Crianças bilíngües a partir da infância é uma realidade que está presente no mundo todo. Na África, por exemplo, quando observamos as famílias formadas por membros de várias etnias é muito comum encontrarmos crianças que falam línguas múltiplas, a saber: a língua materna, a língua paterna, a língua dos avôs maternos e a dos avôs paternos. O bilingüismo, ou mesmo o multilingüismo, ao contrário do que mostravam os resultados dos primeiros estudos feitos nessa área, atribuindo prejuízos no desenvolvimento intelectual das crianças bilíngües, hoje é considerado uma vantagem: pode abrir portas para várias conquistas de caráter pessoal, social e econômico. Estudos posteriores de psicólogos do desenvolvimento como Helen Bialystok (1991) chegaram a muitas conclusões fundamentadas em que o bilingüismo está relacionado ao sucesso acadêmico, desenvolvendo áreas como a consciência metalingüística. Em contrapartida, alguns estudos apontam atraso no desenvolvimento lingüístico entre bilíngües, porém essas limitações parecem estar mais relacionadas às circunstâncias de aprendizagem da língua do que propriamente à capacidade humana de aprender mais de uma língua.

Como observado no lócus dessa pesquisa, crianças em estágio de pré-bilinguismo matriculadas nas escolas sem o conhecimento prévio da língua portuguesa mostram retardo na aprendizagem do português como segunda língua, fato atribuído a pouca exposição desses alunos ao insumo da nova língua, ou seja, para eles o uso da língua portuguesa limita-se ao ambiente escolar. No entanto, observa-se também o reverso desta situação, isto é, quando o aluno passa longos períodos em contato com a segunda língua, por exemplo, em creches ou escolas de período integral diminuindo o insumo na língua falada em casa, nota-se também um declínio no desempenho dessa primeira língua.

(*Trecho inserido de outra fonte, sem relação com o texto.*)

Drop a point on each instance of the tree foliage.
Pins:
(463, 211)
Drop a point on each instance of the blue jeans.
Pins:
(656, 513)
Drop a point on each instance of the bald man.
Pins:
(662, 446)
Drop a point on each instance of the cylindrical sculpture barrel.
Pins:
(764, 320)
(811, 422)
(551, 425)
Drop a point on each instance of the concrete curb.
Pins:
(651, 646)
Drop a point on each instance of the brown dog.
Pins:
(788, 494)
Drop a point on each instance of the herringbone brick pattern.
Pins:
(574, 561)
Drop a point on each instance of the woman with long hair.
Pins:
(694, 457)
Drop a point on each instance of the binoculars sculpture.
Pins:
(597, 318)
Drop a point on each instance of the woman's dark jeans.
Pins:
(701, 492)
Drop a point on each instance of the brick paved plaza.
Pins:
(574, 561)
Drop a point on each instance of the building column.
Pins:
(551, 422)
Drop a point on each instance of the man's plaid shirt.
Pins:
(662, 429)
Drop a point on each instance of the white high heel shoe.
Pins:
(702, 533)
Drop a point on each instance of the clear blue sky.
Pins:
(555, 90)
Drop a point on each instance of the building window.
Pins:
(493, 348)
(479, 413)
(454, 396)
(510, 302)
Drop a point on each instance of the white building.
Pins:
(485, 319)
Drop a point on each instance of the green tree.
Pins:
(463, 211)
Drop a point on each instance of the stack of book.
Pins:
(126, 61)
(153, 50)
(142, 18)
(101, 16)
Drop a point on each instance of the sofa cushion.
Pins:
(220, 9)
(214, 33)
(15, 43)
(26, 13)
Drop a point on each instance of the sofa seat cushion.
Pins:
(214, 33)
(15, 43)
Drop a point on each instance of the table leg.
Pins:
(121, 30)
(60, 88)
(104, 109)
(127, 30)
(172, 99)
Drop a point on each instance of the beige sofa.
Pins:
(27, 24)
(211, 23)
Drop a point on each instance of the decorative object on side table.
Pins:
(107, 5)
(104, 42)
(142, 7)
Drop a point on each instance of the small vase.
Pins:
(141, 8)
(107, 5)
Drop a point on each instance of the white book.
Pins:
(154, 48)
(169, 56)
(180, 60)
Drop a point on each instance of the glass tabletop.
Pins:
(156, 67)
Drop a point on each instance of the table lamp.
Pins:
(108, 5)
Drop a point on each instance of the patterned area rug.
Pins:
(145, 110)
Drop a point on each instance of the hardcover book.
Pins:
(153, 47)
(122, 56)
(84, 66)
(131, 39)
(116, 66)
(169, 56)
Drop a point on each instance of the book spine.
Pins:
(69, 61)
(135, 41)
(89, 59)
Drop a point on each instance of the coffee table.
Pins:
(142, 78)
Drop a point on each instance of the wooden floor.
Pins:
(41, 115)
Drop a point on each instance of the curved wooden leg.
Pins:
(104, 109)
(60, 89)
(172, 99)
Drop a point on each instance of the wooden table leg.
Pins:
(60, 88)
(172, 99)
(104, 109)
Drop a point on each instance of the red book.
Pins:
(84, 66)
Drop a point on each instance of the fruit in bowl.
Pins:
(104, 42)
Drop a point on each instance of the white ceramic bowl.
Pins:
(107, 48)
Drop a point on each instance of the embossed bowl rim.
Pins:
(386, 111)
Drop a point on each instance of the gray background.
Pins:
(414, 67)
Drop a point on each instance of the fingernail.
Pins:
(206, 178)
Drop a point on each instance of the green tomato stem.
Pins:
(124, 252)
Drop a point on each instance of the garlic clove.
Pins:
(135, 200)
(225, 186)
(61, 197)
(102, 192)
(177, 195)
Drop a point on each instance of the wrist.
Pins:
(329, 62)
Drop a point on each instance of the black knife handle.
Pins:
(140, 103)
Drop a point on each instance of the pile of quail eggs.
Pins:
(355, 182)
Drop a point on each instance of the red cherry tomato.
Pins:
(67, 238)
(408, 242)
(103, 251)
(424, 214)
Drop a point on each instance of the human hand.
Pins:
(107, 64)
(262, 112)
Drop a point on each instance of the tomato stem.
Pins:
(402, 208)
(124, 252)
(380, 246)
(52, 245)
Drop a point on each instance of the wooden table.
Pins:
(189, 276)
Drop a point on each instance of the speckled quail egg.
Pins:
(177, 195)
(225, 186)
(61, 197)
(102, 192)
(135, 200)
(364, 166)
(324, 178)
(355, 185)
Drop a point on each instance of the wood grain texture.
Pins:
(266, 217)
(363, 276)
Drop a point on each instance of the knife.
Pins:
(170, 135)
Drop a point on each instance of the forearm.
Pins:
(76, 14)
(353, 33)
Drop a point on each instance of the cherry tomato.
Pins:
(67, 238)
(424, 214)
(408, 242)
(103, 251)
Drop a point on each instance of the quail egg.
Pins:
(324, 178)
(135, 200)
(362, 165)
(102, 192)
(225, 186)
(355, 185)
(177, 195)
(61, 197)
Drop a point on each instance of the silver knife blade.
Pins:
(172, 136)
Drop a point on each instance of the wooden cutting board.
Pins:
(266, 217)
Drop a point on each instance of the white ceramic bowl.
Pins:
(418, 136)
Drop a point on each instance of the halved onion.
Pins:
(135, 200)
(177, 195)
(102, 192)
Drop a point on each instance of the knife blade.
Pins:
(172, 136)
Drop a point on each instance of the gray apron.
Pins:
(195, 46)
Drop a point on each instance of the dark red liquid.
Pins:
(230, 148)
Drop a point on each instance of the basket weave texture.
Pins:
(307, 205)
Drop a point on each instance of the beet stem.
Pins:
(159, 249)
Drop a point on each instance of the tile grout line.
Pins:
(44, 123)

Segundo Fillmore (1985), as atitudes dos pais perante a vida, a educação e outros valores somados à influência que o grupo da mesma faixa etária exerce sobre a criança contribui acentuadamente para o resultado escolar. A mesma autora comparou dois grupos significativos de crianças americanas; o primeiro era de origem mexicana e o segundo, de

origem chinesa. O que ela observou é que a meta dos pais das crianças mexicanas é que seus filhos fossem felizes. Já os pais das chinesas colocaram o enfoque no sucesso de seus filhos. Essas duas orientações originaram comportamentos diferentes nos alunos. Os mexicanos trabalhavam melhor em grupos menores do que em atividades que o professor estruturava para participação da classe toda. Os chineses estavam mais interessados em agradar ao professor, cumprindo toda e qualquer tarefa que este delineasse, com perfeição, mesmo aquelas entediantes. Estudos como este indicam que as diferenças culturais têm influência marcante sobre o desempenho das crianças. Em outras palavras, não é só o papel da escola, as ações que venha a empreender, que determinará o sucesso ou o fracasso desses alunos. Os fatores socioculturais, além dos que já foram mencionados, o reconhecimento das minorias étnicas pelo grupo majoritário, podem atingir a auto-estima de alunos que lutam para aprender a segunda língua como ferramenta de inserção na comunidade à qual agora pertencem. Sendo assim, não é o grau de bilingüismo de um aluno que vai determinar o bom ou mau desempenho na escola; o próprio bilingüismo é também afetado por esses fatores. Portanto, são os fatores socioculturais, econômicos e psico-interacionais que respondem pelo desempenho escolar desses alunos.